Erm .. I'm all growed up thank you very much, and I really don't have any problems with people choosing a diesel, it's their choice and good luck to them. What I do object to is this inverse snobbery exhibited by many TT diesel drivers, where they assert their diesel is as quick as a TTS or TTRS, and they made the better choice - in many cases while fitting TTS or TTRS Body kits of course.

I really don't give a toss what people choose to drive, but I don't see any reason not to challenge the plainly ludicrous assertions of Pale Rider.


----------



## Nyxx (May 1, 2012)

I find it funny these TDI v petrol.

My son has a TDI and he does around 500 miles a week 90% on A roads or motorways. IMO his TDI is perfect for him, he drives a S-Line with load of extras and sticks his cruise control on a lot. 60-65 mph around 58 mpg, 70+ mpg= 50-52 mpg. 
Is it as fast as mine, no, does it sound great,no, does it look just as good, yes, does it do amazing mpg, yes. Perfect for him and so is my petrol for my needs.

Nothing wrong with TDI and nothing wrong with petrol. Why is it so hard for some to see and if Audi say 42% of sales of TT are diesel then I sure can see why they make them. No point in them just making RS's as there are only 900 in the UK. The TT would not last long with 900 sales.

Any chance we could all get along no matter what model we drive? Don't we all drive a TT, each to there own flavour.

Don't even read SuperRS's posts unless you have a TTS chipped or a RS.


----------



## igotone (Mar 10, 2010)

Nyxx said:


> I find it funny these TDI v petrol.
> 
> My son has a TDI and he does around 500 miles a week 90% on A roads or motorways. IMO his TDI is perfect for him, he drives a S-Line with load of extras and sticks his cruise control on a lot. 60-65 mph around 58 mpg, 70+ mpg= 50-52 mpg.
> Is it as fast as mine, no, does it sound great,no, does it look just as good, yes, does it do amazing mpg, yes. Perfect for him and so is my petrol for my needs.
> ...


Couldn't agree more with that actually.


----------



## moro anis (May 27, 2010)

I've read all this and enjoyed it but kept fairly quiet. The only thing I'll say is having a TTS I've never noticed this turbo myth either.

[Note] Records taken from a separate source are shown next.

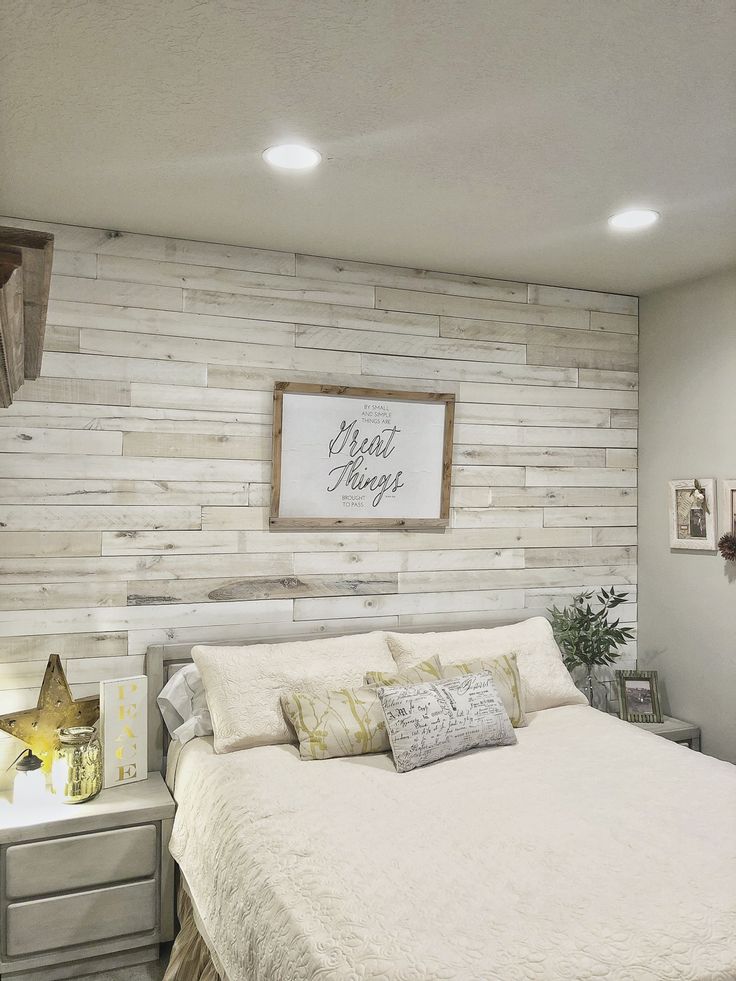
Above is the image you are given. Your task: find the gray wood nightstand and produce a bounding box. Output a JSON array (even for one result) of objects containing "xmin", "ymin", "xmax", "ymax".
[
  {"xmin": 0, "ymin": 773, "xmax": 175, "ymax": 981},
  {"xmin": 633, "ymin": 715, "xmax": 700, "ymax": 752}
]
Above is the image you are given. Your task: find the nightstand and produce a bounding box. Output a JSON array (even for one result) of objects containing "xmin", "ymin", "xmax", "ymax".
[
  {"xmin": 633, "ymin": 715, "xmax": 700, "ymax": 752},
  {"xmin": 0, "ymin": 773, "xmax": 175, "ymax": 981}
]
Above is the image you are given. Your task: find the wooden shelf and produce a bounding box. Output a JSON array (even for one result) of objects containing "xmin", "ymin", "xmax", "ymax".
[{"xmin": 0, "ymin": 226, "xmax": 54, "ymax": 407}]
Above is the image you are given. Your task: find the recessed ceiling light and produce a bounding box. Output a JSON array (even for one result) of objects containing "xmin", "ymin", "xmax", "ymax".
[
  {"xmin": 608, "ymin": 208, "xmax": 659, "ymax": 232},
  {"xmin": 263, "ymin": 143, "xmax": 322, "ymax": 170}
]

Whether it was a characteristic of earlier models I don't know but mine's f quick in either D, S or M and not much has beaten it unless it either had more grunt, a braver driver and or perhaps better handling - an M3 V8 Competition springs to mind. I've even kept up with different Exiges, ok they may make an initial gap but it only increases slightly if at all.


----------



## BarrieB (Aug 24, 2011)

Let's hope that Audi don't offer an electric or hybrid version at some stage, otherwise the squabbling and puerile comments will take on an added dimension.


----------



## ZephyR2 (Feb 20, 2013)

moro anis said:


> ......... I've even kept up with different Exiges, ok they may make an initial gap but it only increases slightly if at all.


LOL Must have been a diesel :lol:


----------



## wja96 (Mar 4, 2010)

moro anis said:


> I've read all this and enjoyed it but kept fairly quiet.


Honestly? You enjoy reading people bickering about NOTHING?



moro anis said:


> The only thing I'll say is having a TTS I've never noticed this turbo myth either.
> 
> Whether it was a characteristic of earlier models I don't know but mine's f quick in either D, s or M


Try the manual gearbox car. All the big-turbo 2.0l VAG petrol engines (Golf R, Cupra R, S3) have fairly epic turbo lag. The answer (obviously) is to drive it properly and drop it down 1 or 2 gears before accelerating. If you're lazy (which let's face it, most folks are) and you don't drop a gear then you can find yourself waiting a moment or two before the turbo spools up and you get thrown forward by the big oomph. I quite liked it actually.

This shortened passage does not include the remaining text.